Theoretical formalism based on the orthogonalized plane wave method supplemented by a potential scaling scheme was used to predict the temperature dependence of energy gap of CuSi₂P₃ semiconductor. A computer code in Pascal was used to perform the variation of fundamental energy gap with temperature in the range of 150 K to 800 K. The dependence of energy gap on temperature for lattice dilation contribution, lattice vibration contribution and total temperature effect were performed separately. The results revealed that, as temperature increases, the top of the valence band and the bottom of the conduction band increase, while the energy band gap decreases. Generally, at low temperatures, the energy gap varies slowly and exhibits a nonlinear dependence and approaches linearity as temperature increases.

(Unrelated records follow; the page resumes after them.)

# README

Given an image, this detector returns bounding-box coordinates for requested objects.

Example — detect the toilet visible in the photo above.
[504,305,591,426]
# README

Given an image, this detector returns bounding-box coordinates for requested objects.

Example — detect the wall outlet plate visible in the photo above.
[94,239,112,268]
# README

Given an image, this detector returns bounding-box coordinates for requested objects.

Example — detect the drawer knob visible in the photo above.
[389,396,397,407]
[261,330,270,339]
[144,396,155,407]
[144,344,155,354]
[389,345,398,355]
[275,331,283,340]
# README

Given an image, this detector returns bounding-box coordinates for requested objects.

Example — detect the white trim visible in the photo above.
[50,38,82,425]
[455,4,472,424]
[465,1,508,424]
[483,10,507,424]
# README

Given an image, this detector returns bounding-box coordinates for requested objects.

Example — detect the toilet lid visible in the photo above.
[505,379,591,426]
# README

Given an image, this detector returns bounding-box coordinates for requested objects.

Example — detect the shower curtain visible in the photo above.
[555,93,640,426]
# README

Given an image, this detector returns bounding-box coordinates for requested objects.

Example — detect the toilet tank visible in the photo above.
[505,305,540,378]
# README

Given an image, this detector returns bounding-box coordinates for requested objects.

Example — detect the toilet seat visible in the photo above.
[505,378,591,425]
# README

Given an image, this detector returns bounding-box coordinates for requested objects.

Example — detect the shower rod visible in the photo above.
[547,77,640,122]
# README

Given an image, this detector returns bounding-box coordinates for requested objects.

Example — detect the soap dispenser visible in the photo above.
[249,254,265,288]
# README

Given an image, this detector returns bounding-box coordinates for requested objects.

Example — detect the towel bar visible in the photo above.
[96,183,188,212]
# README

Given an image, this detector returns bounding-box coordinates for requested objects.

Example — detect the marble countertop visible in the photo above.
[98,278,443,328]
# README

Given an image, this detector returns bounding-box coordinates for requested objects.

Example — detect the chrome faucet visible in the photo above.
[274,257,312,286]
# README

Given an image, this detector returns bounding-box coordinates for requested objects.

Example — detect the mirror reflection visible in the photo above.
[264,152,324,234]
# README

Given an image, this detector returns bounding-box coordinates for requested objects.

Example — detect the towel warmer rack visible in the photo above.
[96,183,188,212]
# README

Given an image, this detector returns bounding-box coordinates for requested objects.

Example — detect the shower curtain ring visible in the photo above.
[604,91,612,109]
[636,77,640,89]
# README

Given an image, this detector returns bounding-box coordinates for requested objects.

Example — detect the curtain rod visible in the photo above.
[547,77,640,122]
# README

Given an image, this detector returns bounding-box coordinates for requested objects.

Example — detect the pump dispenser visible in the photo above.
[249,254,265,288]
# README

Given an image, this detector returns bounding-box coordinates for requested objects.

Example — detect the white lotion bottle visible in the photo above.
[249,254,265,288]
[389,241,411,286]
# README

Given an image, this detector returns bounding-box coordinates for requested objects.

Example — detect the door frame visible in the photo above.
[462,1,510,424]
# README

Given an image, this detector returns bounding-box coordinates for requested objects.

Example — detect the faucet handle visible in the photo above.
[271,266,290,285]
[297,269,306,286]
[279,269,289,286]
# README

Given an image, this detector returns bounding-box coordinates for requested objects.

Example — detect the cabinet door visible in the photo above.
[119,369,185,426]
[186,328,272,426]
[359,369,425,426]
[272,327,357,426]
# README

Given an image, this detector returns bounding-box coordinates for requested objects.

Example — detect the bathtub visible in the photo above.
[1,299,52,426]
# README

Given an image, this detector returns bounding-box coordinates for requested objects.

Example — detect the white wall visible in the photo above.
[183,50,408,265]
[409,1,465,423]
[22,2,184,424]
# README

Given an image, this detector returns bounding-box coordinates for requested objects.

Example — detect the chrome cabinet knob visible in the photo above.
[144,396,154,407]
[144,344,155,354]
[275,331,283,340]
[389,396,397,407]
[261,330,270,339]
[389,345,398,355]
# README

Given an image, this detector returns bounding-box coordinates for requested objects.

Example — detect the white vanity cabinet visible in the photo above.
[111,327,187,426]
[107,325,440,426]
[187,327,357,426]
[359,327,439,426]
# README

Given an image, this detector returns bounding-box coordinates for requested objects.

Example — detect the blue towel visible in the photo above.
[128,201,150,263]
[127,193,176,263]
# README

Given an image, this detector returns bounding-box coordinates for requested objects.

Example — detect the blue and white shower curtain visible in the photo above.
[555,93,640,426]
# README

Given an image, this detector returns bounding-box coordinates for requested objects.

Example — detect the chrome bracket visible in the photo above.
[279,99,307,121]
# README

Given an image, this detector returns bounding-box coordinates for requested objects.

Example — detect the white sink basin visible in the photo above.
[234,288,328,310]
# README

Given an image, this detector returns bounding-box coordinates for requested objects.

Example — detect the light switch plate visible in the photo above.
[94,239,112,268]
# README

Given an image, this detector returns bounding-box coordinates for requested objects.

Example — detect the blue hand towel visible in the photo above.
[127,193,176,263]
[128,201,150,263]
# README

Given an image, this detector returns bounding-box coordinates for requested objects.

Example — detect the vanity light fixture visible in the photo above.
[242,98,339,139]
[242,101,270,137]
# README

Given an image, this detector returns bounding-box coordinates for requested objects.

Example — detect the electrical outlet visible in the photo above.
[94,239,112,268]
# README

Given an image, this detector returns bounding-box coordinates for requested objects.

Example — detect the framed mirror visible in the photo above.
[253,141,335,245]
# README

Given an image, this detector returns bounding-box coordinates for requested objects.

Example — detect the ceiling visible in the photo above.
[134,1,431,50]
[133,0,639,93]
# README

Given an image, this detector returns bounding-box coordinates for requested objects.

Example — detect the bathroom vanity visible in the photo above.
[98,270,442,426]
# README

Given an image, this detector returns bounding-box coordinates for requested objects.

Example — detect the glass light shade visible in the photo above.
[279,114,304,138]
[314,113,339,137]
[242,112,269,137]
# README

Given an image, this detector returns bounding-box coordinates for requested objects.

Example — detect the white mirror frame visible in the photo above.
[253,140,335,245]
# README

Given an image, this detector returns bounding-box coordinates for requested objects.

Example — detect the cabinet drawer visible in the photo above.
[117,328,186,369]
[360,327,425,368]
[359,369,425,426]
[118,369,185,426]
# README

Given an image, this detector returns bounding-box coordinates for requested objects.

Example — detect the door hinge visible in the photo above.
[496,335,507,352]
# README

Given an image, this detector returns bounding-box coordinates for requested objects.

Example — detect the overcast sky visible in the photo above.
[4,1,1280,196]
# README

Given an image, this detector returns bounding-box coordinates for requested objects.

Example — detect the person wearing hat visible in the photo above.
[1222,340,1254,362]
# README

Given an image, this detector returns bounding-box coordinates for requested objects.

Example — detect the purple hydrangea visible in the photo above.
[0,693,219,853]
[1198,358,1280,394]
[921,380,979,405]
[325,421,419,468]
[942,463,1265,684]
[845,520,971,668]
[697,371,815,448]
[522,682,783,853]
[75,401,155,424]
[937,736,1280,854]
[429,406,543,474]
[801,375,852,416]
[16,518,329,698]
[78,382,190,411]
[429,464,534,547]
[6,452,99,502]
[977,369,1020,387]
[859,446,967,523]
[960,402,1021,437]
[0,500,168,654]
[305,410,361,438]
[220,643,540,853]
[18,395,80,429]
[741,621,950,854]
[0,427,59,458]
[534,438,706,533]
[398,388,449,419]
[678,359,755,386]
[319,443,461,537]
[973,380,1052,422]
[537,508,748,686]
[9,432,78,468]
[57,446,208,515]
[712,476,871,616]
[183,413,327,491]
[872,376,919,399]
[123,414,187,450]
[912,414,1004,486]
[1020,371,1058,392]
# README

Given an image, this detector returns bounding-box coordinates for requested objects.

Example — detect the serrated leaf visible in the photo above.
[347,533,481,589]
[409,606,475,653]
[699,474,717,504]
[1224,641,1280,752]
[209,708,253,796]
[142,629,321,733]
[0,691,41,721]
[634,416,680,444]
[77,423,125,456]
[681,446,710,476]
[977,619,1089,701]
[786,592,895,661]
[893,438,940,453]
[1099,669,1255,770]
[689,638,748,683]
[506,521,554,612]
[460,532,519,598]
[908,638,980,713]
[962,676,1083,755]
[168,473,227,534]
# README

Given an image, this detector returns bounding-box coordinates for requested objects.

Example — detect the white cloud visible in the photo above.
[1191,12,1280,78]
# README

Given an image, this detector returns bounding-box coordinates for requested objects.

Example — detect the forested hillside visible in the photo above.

The calculated energy gap of CuSi₂P₃ at T = 300 K is 0.4155 eV. The temperature coefficients in the linear region due to lattice dilation contribution, lattice vibration contribution and total temperature effect were calculated as –1.101 × 10⁻⁵ eV/K, –1.637 × 10⁻⁴ eV/K and –1.7523 × 10⁻⁴ eV/K, respectively. Also, the ratio of temperature coefficient of the energy gap due to LV contribution to its value and LD contribution in the linear region is equal to 14.868. That ratio is compared to those of CuGe₂P₃ and III-V compounds, where those of the latter show a systematic change with E_g. Moreover, the E_g of all the compounds shows a quadratic dependence on the inverse of mean bond length.